France beat out competition from Germany and the Netherlands for ProLogium Technology Co’s (輝能科技) first overseas vehicle-battery plant with lobbying from French President Emmanuel Macron, deal sweeteners and competitive power prices, executives from the Taiwanese company said.
After narrowing a list of countries down from 13 to three, ProLogium said it this week settled on the northern French port city of Dunkirk for its second gigafactory and first outside Taiwan.
With production slated to begin in 2026, the factory would be the fourth battery plant in northern France, adding to an emerging specialized cluster central to Europe’s electric-vehicle industry.
Photo: REUTERS
Europe largely depends on batteries made in Asia for electric vehicles, and national leaders are offering incentives to kickstart the industry.
That has become more urgent since the US last year passed its US$430 billion Inflation Reduction Act, which includes major tax subsidies to cut carbon emissions while boosting domestic production and manufacturing.
Macron, who met with ProLogium chief executive officer Vincent Yang (楊思枬) at the start of the vetting process, was yesterday due to officially announce the 5.2 billion euros (US$5.7 billion) investment in Dunkirk.
ProLogium executive vice president Gilles Normand said that after Macron, a former investment banker, pitched Yang more than a year ago, French Minister of Finance Bruno Le Maire followed up and helped make the company’s case with the European Commission for EU financial incentives.
“There was then the realization that there might be some interesting possibilities, which was maybe a little bit different from the cliches about France,” Normand told reporters.
ProLogium expects the project to create 3,000 jobs directly, and four times as many indirectly.
The emergence of an industrial cluster around the three battery plants already in the works was in itself an attraction, offering a critical mass of material suppliers and skilled workers, Normand said.
Also playing in France’s favor was its competitively priced zero-carbon electricity, produced by one of the biggest fleets of nuclear plants in the world, but also increasingly by offshore wind farms and solar.
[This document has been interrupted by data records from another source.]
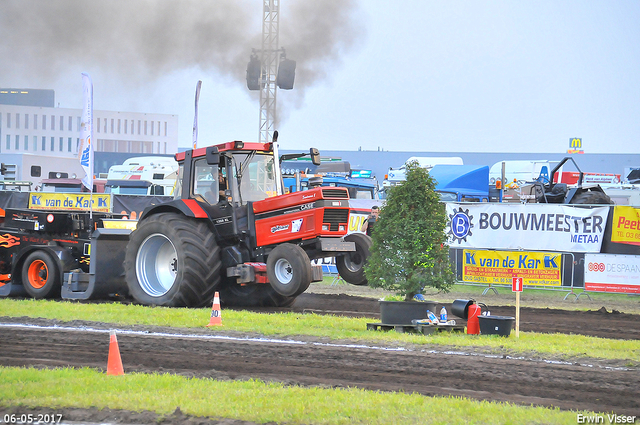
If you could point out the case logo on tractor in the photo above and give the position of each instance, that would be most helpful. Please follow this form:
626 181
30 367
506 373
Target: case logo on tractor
279 228
296 225
8 240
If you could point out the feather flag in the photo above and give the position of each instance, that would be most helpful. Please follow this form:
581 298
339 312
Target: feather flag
86 132
195 119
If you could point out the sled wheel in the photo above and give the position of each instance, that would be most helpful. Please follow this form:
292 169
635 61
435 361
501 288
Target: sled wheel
289 270
172 260
592 198
40 276
351 265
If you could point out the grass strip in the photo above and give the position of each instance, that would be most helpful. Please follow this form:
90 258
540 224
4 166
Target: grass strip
254 400
284 325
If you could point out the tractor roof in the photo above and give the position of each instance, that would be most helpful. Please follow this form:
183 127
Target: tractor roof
237 146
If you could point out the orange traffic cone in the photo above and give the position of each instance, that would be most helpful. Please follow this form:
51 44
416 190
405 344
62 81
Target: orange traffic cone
216 315
114 364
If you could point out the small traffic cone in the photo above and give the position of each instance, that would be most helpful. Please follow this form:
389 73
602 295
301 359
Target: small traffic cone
216 315
114 364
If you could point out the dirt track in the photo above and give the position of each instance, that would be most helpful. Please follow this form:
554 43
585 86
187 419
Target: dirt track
583 384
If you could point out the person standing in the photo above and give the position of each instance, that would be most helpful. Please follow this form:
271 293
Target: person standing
370 222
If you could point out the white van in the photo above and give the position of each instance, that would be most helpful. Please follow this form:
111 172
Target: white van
147 175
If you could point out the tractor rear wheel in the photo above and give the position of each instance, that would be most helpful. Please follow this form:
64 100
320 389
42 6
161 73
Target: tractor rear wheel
40 276
173 261
351 265
289 270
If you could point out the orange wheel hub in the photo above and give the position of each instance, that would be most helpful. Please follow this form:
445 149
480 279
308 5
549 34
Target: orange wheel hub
38 274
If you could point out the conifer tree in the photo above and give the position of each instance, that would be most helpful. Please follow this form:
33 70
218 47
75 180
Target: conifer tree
409 249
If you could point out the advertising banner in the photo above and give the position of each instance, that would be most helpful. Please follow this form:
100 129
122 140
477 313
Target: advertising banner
536 227
612 273
625 227
500 267
70 201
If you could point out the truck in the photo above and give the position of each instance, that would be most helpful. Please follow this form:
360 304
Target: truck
254 245
396 176
462 183
148 175
360 183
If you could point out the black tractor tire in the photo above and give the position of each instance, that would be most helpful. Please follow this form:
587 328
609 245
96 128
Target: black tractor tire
351 265
289 270
41 276
255 295
593 197
174 261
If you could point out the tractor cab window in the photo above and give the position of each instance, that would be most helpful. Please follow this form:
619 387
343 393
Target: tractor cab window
206 183
256 176
177 189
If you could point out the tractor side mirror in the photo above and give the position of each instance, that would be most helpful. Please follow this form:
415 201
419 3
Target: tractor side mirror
315 156
213 157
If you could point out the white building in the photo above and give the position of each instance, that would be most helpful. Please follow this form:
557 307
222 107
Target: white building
56 131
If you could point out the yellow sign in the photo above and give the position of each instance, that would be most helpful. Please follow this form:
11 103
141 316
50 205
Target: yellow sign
70 201
625 227
500 267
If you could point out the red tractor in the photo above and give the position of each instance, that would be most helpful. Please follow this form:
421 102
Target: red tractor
229 230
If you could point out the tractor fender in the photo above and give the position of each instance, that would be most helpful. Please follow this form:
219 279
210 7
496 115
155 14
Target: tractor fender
186 207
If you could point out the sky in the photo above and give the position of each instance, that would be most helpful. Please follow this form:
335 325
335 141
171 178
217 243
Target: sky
407 75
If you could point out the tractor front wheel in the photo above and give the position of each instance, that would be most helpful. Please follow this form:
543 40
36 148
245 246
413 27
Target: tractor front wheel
351 265
289 270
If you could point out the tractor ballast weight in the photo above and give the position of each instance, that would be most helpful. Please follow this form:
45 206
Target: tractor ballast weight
560 193
227 230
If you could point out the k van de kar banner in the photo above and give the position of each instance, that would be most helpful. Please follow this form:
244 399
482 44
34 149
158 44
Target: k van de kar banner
499 267
538 227
70 201
626 225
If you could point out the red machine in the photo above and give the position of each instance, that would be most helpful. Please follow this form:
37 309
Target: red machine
228 230
473 324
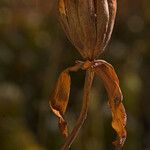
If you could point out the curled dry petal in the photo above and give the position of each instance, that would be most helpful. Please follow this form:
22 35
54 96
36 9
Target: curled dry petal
88 24
107 73
59 100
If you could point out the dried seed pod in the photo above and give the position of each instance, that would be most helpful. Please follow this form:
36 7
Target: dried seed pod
88 24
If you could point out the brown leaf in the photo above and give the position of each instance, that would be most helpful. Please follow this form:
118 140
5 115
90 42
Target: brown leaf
59 100
107 73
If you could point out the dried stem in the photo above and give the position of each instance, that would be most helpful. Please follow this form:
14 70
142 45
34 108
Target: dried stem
86 95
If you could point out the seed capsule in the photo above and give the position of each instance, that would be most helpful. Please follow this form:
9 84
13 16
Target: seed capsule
88 24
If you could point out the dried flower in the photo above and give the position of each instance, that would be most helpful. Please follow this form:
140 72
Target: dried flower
88 24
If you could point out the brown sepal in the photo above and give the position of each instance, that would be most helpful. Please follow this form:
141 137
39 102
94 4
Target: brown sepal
59 100
107 73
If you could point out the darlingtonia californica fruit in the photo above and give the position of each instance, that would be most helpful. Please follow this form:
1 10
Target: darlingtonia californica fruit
88 24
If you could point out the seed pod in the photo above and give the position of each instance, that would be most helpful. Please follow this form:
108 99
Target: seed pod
88 24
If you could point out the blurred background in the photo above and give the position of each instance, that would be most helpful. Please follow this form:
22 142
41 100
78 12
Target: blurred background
34 50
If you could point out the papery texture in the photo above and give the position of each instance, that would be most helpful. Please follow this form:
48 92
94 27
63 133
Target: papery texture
107 73
59 100
88 24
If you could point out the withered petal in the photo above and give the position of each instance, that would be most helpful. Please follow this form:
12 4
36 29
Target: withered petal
106 72
59 100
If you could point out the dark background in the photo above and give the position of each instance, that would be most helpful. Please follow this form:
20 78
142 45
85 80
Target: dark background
34 50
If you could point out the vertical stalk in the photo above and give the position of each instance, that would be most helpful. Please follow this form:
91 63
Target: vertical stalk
85 104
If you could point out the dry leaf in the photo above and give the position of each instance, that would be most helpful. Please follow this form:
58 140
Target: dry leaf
59 100
106 72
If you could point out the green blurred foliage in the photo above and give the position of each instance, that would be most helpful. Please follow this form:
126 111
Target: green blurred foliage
34 50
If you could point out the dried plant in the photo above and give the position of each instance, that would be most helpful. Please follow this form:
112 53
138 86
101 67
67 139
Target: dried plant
88 24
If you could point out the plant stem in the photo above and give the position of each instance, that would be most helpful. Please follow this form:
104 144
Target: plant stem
85 104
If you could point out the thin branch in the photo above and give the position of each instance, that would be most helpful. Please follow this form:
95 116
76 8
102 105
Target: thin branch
86 95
Normand added that the government sweetened the deal with an incentives package, but could not give details while further subsidies were under review at the European Commission.
Macron’s government is eager to use the recent relaxation of EU state aid rules to offer tax breaks and other subsidies to encourage investment in green technologies.
He on Thursday announced that the government would offer a tax credit worth up to 40 percent of a company’s capital investment in wind, solar, heat-pump and battery projects.